Diesmal wählte er die Kutsche vor Berchgard, legte während der Fahrt seine Verkleidung ab, stieg zwei Mal um und kam dann gen Mitternacht in Düstersee an. In der Rumtreiberei brannte noch Licht, daher setzte er zum Klopfen an und gab Entwarnung. Danach setzte er seinen Weg zum alatarischen Hort fort, mit dem gleichen Ergebnis.


Auch wenn ihn beide Ausflüge nicht weitergebracht hatten, hielt er am Plan fest.

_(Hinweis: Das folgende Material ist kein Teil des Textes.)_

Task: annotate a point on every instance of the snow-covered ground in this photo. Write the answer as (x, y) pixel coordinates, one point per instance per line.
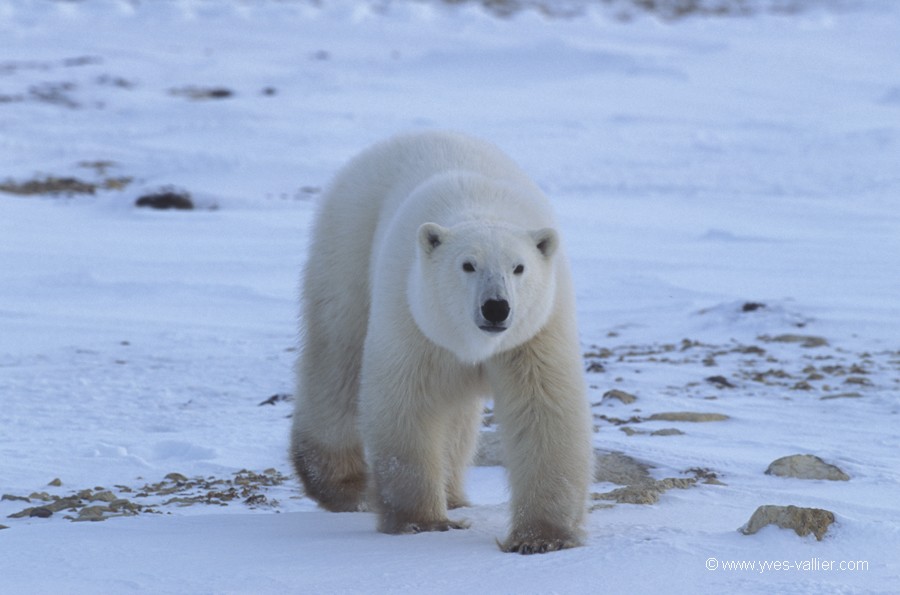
(697, 165)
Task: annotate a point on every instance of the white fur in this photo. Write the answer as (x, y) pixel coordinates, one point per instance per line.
(436, 277)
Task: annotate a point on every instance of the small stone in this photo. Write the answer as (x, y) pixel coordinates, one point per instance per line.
(646, 493)
(167, 199)
(620, 395)
(720, 382)
(808, 341)
(620, 469)
(841, 396)
(490, 451)
(802, 520)
(93, 513)
(687, 416)
(667, 432)
(804, 466)
(752, 306)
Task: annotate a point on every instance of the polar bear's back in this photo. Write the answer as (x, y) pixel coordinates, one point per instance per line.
(367, 191)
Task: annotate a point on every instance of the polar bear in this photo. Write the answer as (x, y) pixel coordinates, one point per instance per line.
(436, 277)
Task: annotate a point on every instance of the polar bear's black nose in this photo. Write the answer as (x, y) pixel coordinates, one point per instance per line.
(495, 311)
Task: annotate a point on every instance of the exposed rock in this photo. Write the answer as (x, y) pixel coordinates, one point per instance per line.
(802, 520)
(687, 416)
(720, 382)
(646, 493)
(752, 306)
(166, 199)
(667, 432)
(621, 395)
(803, 340)
(490, 451)
(619, 468)
(841, 396)
(805, 467)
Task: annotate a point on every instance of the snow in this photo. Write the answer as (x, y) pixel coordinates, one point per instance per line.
(696, 165)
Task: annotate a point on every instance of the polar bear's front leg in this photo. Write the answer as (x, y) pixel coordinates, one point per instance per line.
(405, 435)
(545, 426)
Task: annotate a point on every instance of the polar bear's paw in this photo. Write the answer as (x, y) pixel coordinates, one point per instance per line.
(410, 527)
(530, 542)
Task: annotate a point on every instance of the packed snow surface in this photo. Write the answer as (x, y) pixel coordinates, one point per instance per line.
(728, 189)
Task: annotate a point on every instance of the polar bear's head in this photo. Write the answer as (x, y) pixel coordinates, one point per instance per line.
(478, 289)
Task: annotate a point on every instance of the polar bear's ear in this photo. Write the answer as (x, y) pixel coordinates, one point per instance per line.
(431, 235)
(546, 240)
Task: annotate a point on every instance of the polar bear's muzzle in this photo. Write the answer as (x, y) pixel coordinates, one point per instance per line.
(495, 314)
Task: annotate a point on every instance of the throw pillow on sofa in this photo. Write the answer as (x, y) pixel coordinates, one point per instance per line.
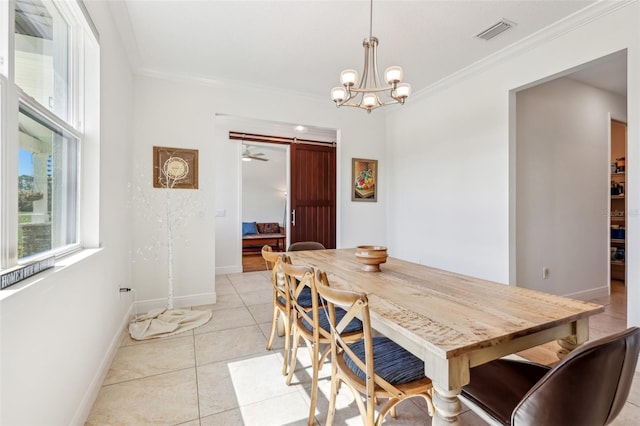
(268, 228)
(249, 228)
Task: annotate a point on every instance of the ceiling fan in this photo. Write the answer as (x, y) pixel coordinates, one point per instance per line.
(248, 155)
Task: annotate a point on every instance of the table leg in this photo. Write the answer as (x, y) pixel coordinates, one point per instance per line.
(447, 406)
(566, 345)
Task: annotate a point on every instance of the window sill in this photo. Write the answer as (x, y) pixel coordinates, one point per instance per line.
(61, 264)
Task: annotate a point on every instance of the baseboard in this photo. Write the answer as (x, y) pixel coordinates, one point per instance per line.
(590, 294)
(178, 302)
(224, 270)
(85, 406)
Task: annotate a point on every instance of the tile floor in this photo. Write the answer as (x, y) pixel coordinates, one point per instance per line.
(221, 373)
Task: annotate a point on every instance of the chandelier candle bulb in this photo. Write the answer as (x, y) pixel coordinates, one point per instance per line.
(369, 94)
(338, 94)
(403, 90)
(394, 74)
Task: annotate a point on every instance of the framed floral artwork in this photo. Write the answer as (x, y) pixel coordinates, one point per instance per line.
(364, 182)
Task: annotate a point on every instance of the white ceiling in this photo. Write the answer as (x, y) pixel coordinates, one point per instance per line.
(302, 46)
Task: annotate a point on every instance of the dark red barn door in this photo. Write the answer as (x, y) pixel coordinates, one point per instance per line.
(313, 194)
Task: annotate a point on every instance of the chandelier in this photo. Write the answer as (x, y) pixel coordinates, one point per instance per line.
(370, 93)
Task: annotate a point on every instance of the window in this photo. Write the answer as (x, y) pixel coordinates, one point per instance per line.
(43, 106)
(41, 55)
(47, 186)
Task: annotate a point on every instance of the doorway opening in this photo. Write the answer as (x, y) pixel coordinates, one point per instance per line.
(292, 142)
(561, 170)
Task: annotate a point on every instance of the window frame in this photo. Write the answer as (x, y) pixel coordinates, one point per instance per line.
(82, 35)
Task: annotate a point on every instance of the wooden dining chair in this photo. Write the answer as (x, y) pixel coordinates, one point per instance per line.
(306, 245)
(373, 367)
(311, 324)
(281, 301)
(588, 387)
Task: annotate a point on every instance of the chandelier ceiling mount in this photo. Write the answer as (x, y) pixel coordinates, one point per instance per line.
(370, 92)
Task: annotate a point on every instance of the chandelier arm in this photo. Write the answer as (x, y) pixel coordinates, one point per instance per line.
(370, 92)
(372, 89)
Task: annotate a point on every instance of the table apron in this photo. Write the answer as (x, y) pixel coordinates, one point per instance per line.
(453, 373)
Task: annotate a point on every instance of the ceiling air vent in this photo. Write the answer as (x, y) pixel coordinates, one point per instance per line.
(495, 29)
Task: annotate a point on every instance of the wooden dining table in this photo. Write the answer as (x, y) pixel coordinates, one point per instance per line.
(452, 321)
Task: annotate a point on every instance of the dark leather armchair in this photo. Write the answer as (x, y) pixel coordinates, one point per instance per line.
(588, 387)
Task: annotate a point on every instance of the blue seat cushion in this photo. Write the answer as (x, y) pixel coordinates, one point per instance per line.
(304, 299)
(353, 326)
(393, 363)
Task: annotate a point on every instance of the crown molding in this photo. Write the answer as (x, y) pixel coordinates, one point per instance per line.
(578, 19)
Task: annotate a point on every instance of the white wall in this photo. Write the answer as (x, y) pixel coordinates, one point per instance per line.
(562, 187)
(59, 330)
(449, 153)
(214, 243)
(264, 185)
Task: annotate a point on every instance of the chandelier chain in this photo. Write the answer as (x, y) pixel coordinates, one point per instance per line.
(370, 93)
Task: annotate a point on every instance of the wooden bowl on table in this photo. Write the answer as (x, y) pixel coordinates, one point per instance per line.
(371, 257)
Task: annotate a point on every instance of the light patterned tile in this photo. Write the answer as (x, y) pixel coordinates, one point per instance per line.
(225, 288)
(154, 357)
(257, 297)
(261, 312)
(169, 398)
(224, 301)
(216, 393)
(229, 344)
(226, 418)
(227, 318)
(289, 409)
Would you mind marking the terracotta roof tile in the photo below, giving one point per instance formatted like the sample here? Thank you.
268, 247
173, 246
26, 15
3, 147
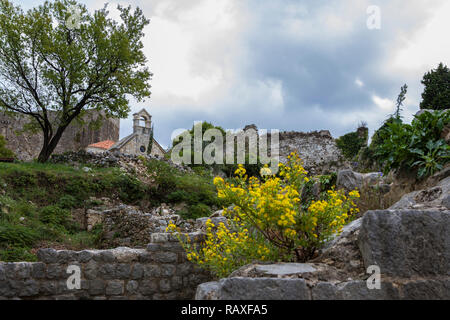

Der folgende Tag wurde zum Packen genutzt, es wurden ein paar Zettel geschrieben. Am nächsten Morgen würde er normal zum Dienst erscheinen, danach den Hof versorgen und daraufhin würde der Besuch bei Konrad folgen. Er wusste, dass er ihn verstehen würde und er wollte nicht, dass er sich verpflichtet fühlte, ihn zu begleiten. Aber Bescheid sagen musste er.

Er hatte sich bereits erkundigt, wann das nächste Schiff gen Weidenheim ablegen würde. Am zweiten Tag der Woche würde es zur Mittagsstunde Rahal verlassen. Und er war fest entschlossen, einer der Passagiere zu sein.